DBpedia hosting burden from Dan Brickley on 2010-04-14 (public-lod@w3.org from April 2010)

From: Dan Brickley <danbri@danbri.org>
Date: Wed, 14 Apr 2010 19:58:37 +0200
To: Kingsley Idehen <kidehen@openlinksw.com>
Cc: public-lod <public-lod@w3.org>, dbpedia-discussion <dbpedia-discussion@lists.sourceforge.net>
Message-ID: <h2qeb19f3361004141058w2d405433u3df0b29c37592c4@mail.gmail.com>

(trimming cc: list to LOD and DBPedia)

On Wed, Apr 14, 2010 at 7:09 PM, Kingsley Idehen <kidehen@openlinksw.com> wrote:

> My comment wasn't a "what is DBpedia?" lecture. It was about clarifying
> the crux of the matter i.e., bandwidth consumption and its effects on
> other DBpedia users (as well as our own non-DBpedia related Web properties).
(Leigh)
>> I was just curious about usage volumes. We all talk about how central
>> dbpedia is in the LOD cloud picture, and wondered if there was any
>> publicly accessible metrics to help add some detail that.
>>
> Well here is the critical detail: people typically crawl DBpedia. They
> crawl it more than any other Data Space in the LOD cloud. They do so
> because DBpedia is still quite central to to the burgeoning Web of
> Linked Data.

Have you considered blocking DBpedia crawlers more aggressively, and
nudging them to alternative ways of accessing the data? While it is a
shame to say 'no' to people trying to use linked data, this would be
more saying 'yes, but not like that...'.

> When people aren't crawling, they are executing CONSTRUCTsor DESCRIBEs
> via SPARQL, which is still ultimately Export from DBpedia and Import to
> my data space mindset.

That's useful to know, thanks. Do you have the impression that these
folk are typically trying to copy the entire thing, or to make some
filtered subset (by geographical view, topic, property etc). Can
studying these logs help provide different downloadable dumps that
would discourage crawlers?

> That's as simple and precise as this matter is.
>
>  From a SPARQL perspective, DBpedia is quite microscopic, its when you
> factor in Crawler mentality and network bandwith that issues arise, and
> we deliberately have protection in place for Crawlers.

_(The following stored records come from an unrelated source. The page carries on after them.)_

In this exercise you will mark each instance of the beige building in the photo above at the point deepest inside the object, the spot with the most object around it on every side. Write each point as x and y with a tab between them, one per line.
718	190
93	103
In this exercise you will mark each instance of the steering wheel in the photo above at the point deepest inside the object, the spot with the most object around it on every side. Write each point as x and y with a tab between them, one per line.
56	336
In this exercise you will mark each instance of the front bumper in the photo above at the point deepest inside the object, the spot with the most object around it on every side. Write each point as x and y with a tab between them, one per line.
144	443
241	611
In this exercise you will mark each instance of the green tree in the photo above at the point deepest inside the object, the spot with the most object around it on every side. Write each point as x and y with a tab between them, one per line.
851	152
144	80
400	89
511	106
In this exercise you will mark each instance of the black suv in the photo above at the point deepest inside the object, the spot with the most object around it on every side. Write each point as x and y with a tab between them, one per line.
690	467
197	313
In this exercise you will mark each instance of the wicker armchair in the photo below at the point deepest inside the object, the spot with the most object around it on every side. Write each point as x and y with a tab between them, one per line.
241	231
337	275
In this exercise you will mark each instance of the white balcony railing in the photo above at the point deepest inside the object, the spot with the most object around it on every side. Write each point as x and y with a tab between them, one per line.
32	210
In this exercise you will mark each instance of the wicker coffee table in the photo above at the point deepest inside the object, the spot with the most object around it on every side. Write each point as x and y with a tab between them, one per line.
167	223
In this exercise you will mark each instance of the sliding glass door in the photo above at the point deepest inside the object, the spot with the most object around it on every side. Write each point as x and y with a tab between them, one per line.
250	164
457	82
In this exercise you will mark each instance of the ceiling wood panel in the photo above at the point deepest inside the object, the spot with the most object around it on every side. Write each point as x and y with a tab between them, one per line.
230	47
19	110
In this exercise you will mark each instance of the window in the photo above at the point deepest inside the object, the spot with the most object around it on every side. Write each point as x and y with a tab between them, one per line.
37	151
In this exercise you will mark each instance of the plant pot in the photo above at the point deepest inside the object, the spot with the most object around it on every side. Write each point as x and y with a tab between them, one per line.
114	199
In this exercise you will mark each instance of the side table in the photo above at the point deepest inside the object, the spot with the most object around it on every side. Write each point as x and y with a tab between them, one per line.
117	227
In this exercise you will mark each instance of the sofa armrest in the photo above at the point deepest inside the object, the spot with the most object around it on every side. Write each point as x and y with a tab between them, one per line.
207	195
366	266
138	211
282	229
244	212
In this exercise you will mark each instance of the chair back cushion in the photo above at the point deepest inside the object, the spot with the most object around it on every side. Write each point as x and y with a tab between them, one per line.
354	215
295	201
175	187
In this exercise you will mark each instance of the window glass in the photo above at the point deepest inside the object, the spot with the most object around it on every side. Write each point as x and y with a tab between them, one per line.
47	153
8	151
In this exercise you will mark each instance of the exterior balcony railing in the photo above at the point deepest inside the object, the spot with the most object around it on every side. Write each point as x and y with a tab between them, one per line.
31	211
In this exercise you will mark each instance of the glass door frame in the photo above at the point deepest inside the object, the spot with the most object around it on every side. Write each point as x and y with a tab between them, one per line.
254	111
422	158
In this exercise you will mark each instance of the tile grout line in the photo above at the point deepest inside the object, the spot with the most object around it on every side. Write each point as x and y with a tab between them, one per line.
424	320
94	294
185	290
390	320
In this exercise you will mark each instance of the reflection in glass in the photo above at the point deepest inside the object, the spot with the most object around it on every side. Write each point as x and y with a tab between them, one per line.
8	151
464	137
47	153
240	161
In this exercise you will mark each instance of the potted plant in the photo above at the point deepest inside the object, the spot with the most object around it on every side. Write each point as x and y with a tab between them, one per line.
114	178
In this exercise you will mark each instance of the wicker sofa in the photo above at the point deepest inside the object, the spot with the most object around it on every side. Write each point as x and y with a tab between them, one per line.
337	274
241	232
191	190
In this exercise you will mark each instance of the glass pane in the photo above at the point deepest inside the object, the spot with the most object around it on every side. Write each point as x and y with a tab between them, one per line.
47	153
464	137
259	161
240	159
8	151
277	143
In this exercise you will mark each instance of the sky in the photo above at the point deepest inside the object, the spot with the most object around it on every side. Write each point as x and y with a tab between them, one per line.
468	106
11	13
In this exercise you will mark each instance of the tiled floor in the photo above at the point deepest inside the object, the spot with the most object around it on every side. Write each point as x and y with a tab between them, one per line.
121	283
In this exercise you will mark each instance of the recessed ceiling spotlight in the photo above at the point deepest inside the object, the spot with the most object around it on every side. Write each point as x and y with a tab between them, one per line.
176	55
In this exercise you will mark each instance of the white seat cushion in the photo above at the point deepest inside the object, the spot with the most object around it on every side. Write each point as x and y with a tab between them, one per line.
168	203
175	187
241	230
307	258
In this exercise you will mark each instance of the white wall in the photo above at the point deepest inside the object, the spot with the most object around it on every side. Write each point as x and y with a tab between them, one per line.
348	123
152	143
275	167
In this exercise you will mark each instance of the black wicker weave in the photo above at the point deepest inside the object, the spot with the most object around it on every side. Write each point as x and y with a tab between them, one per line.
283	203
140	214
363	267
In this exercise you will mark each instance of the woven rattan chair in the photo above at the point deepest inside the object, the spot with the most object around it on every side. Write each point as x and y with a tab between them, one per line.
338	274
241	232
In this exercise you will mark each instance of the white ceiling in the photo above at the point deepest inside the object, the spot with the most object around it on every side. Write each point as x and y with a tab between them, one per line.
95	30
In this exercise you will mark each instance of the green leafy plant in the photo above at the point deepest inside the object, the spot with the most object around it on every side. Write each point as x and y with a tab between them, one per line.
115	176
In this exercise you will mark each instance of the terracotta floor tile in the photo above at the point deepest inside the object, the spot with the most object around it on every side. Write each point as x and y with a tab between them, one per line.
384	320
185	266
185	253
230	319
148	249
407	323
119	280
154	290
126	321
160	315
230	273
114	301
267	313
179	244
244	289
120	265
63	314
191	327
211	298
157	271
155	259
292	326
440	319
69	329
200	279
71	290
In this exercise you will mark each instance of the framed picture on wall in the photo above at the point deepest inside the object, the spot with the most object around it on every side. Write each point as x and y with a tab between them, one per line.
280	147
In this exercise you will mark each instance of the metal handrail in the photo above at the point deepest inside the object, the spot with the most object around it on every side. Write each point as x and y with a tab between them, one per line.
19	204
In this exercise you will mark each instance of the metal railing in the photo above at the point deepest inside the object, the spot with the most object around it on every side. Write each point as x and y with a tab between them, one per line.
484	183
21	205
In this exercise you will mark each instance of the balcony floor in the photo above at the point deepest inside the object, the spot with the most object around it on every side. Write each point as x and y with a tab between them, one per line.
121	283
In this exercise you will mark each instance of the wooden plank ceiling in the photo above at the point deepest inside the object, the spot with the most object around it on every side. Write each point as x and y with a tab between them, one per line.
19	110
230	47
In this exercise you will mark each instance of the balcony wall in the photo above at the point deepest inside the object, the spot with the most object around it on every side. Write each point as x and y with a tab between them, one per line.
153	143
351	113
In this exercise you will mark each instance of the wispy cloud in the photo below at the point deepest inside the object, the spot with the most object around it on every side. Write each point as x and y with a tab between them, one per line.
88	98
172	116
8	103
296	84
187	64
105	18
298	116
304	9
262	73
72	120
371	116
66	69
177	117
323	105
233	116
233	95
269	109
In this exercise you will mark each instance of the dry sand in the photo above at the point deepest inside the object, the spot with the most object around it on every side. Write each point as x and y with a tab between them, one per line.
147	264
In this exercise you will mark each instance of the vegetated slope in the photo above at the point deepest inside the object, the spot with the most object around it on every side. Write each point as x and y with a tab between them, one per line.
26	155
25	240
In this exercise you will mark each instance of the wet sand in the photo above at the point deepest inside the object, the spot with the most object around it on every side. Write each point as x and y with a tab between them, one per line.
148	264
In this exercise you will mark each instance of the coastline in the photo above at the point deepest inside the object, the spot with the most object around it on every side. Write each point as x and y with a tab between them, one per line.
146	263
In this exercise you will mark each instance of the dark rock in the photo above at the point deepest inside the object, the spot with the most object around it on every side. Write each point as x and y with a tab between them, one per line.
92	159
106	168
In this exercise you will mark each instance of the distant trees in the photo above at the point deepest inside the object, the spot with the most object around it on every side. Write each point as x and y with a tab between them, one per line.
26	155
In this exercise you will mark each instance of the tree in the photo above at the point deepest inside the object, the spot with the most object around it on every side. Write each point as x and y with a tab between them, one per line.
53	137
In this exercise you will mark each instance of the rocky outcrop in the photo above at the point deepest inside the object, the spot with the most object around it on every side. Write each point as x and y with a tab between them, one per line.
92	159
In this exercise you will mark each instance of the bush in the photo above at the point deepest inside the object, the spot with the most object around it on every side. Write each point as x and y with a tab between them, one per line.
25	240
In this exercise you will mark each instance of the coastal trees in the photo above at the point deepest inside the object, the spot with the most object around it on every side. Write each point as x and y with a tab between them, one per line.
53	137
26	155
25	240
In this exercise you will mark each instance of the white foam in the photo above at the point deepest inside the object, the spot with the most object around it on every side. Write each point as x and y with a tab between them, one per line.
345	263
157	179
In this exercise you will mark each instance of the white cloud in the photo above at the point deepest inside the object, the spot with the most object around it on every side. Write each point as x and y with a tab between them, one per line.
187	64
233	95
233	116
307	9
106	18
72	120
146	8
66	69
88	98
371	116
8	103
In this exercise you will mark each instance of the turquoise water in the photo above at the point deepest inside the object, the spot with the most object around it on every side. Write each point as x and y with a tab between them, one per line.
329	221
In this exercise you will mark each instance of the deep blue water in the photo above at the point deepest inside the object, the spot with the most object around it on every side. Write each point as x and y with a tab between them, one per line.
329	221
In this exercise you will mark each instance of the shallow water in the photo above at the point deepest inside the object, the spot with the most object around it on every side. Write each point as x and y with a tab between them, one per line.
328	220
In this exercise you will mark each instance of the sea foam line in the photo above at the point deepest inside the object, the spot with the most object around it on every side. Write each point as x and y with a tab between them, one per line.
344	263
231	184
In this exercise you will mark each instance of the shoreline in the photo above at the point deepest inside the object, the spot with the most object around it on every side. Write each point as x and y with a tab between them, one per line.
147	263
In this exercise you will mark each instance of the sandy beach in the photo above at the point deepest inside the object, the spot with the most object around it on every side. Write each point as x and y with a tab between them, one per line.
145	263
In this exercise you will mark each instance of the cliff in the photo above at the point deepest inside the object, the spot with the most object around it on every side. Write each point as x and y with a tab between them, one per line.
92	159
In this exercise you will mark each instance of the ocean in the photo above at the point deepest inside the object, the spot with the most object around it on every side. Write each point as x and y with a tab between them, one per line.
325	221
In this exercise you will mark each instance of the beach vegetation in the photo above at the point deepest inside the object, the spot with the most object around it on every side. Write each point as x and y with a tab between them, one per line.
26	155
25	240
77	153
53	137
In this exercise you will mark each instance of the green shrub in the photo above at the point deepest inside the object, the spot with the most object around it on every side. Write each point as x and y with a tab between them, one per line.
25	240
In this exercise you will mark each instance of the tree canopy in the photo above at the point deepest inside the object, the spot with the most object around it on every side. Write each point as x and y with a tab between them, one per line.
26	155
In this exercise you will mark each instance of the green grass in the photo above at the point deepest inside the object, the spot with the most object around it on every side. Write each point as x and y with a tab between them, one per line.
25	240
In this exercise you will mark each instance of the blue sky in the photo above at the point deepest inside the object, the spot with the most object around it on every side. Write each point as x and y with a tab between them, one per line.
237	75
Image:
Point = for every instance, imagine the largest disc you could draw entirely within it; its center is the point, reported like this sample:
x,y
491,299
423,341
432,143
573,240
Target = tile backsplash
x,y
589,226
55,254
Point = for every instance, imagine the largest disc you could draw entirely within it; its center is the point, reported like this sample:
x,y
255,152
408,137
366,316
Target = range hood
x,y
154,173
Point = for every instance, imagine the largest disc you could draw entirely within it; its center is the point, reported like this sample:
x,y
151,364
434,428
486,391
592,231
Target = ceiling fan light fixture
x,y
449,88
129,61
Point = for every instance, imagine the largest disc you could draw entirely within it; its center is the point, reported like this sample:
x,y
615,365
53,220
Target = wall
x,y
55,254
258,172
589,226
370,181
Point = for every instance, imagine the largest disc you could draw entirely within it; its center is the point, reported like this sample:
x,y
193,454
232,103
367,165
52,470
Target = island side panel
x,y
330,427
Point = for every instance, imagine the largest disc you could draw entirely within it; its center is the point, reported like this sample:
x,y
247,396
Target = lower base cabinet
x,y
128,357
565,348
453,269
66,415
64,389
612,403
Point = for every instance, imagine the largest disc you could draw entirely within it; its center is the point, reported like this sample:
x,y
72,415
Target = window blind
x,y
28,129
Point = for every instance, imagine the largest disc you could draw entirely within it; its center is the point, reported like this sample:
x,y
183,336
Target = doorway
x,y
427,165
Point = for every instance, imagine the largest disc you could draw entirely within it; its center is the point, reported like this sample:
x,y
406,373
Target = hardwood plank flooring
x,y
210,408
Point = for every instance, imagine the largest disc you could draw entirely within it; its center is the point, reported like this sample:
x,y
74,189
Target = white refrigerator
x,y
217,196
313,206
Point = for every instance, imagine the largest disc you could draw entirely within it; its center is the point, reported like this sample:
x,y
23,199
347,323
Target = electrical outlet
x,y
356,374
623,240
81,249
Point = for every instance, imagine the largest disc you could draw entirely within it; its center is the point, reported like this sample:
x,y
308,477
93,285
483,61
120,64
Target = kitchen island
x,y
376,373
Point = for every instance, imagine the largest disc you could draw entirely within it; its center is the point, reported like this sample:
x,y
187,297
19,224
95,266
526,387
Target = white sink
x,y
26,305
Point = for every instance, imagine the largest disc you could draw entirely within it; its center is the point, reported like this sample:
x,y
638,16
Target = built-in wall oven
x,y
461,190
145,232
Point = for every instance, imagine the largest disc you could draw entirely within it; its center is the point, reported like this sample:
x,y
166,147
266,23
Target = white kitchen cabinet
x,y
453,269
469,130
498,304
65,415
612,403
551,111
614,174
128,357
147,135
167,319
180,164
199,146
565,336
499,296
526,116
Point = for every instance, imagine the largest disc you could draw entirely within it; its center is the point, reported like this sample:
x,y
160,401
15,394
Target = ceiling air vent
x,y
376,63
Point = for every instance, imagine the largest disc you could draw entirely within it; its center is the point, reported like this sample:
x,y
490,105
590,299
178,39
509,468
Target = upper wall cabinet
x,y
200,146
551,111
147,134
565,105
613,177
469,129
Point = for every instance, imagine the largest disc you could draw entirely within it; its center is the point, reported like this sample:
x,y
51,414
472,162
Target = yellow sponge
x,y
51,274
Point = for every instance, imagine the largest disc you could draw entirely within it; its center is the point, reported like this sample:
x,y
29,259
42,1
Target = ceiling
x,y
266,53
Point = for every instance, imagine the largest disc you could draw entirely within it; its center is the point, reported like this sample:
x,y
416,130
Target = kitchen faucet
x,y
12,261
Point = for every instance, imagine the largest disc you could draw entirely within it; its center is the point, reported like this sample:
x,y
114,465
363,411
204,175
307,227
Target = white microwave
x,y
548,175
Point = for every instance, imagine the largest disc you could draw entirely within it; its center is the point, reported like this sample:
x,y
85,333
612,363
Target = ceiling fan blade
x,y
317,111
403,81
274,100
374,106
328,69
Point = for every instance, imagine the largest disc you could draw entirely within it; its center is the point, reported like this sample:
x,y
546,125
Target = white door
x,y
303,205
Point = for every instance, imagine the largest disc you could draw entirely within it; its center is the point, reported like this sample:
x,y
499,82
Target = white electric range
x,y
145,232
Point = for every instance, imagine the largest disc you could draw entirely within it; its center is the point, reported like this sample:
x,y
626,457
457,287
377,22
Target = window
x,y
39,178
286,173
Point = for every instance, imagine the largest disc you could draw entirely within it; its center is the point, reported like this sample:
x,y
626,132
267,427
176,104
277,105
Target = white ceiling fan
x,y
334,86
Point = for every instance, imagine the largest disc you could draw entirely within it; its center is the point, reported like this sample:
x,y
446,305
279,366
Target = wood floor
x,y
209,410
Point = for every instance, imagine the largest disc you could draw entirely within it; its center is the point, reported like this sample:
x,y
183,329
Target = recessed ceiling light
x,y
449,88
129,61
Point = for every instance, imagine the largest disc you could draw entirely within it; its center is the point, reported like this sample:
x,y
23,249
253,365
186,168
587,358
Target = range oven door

Looking at http://wiki.dbpedia.org/OnlineAccess#h28-14 I don't see
anything discouraging crawlers. Where is the 'best practice' or
'acceptable use' advice we should all be following, to avoid putting
needless burden on your servers and bandwidth?

As you mention, DBpedia is an important and central resource, thanks
both to the work of the Wikipedia community, and those in the DBpedia
project who enrich and make available all that information. It's
therefore important that the SemWeb / Linked Data community takes care
to remember that these things don't come for free, that bills need
paying and that de-referencing is a privilege not a right. If there
are things we can do as a technology community to lower the cost of
hosting / distributing such data, or to nudge consumers of it in the
direction of more sustainable habits, we should do so. If there's not
so much the rest of us can do but say 'thanks!', ... then, ...er,
'thanks!'. Much appreciated!

Are there any scenarios around eg. BitTorrent that could be explored?
What if each of the static files in http://dbpedia.org/sitemap.xml
were available as torrents (or magnet: URIs)? I realise that would
only address part of the problem/cost, but it's a widely used
technology for distributing large files; can we bend it to our needs?

cheers,

Dan

Received on Wednesday, 14 April 2010 17:59:11 UTC